Monday, 30 January 2017

APEX Survey Results: Addressing Performance

Yep, I'm still doing this. A bunch of questions to come, many worth the visit. Just a few weeks between drinks, so to speak. My annual review is a little late, too. Anyway...

Time for the performance questions in my 2015 survey. A favourite topic of mine, and my boss, Penny Cookson, lives for tuning.

Q9. How do you proactively address performance? (tick all that apply)




Tune SQL - I would be surprised if this wasn't the top result. Plenty of SQL used in APEX applications, and why not tune them?

Limit Interpreted PL/SQL - this is good practice in general, but in the world of APEX, this means moving inline code from application into packages. You can get pretty quick wins doing this with any plugins. Read here for details.

Materialised Views - a database construct that can aggregate complex information at regular intervals, to be queried many times with simpler SQL over fewer rows. I've seen interesting examples that obfuscate layers to external information using pipelined functions. Or you could just use it for your menu.

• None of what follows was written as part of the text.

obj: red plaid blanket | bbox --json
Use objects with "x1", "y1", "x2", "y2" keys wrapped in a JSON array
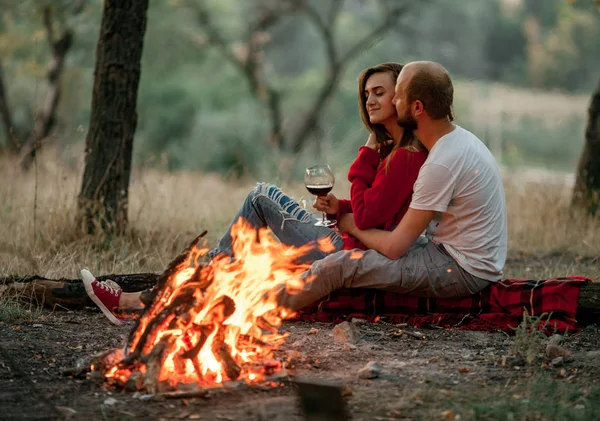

Care using v() - Particularly important when referencing page items, since this function would execute a query on the session state table. While values such as APP_ID come from a persistent package variable, it's still context switching between SQL and PL/SQL, so it would be even better to use bind variable.
where id = (select v('APP_ID') from dual)
I think any use of v() should be questioned. SQL queries should use bind variables (not substitution strings) and packages should be parameterised.

Page Workflow/Design - why refresh the entire page when a partial refresh would do? A well designed application will limit network traffic and the amount of queries necessary to serve the data. Refreshing regions on demand with dynamic actions is one of the most regular things I do. Declarative page modals in APEX 5.x have also made APEX life a lot more comfortable.

Global Page Modularisation - Performance also about the developer not repeating tasks over and over, causing future maintenance headaches.

JSS/CSS File Management - minifying code can reduce network traffic, as can well designed libraries; CDNs; and declarative options. I understand APEX Front End Boost can help.

Care with jQuery selectors - selectors can be abused just like table indexes. I have some commentary on this here.

Region Caching - possibly underutilised, but the ability to cache region on the global page in APEX 5.0 opens options, as do some new APIs.

data-attributes - jQuery related, what I meant by this was to offer more information during report generation, which can help interactivity and reduce AJAX activity. Though read consistency issues should be considered. See a basic example here.

Other - a few people suggested a well designed data model. Touche. Even more got stuck into it in the next question on performance return on investment.

The User Interface attributes are also an area worth being familiar with, particularly in regard to application level file management.

I don't need to worry about performance - yeah, right.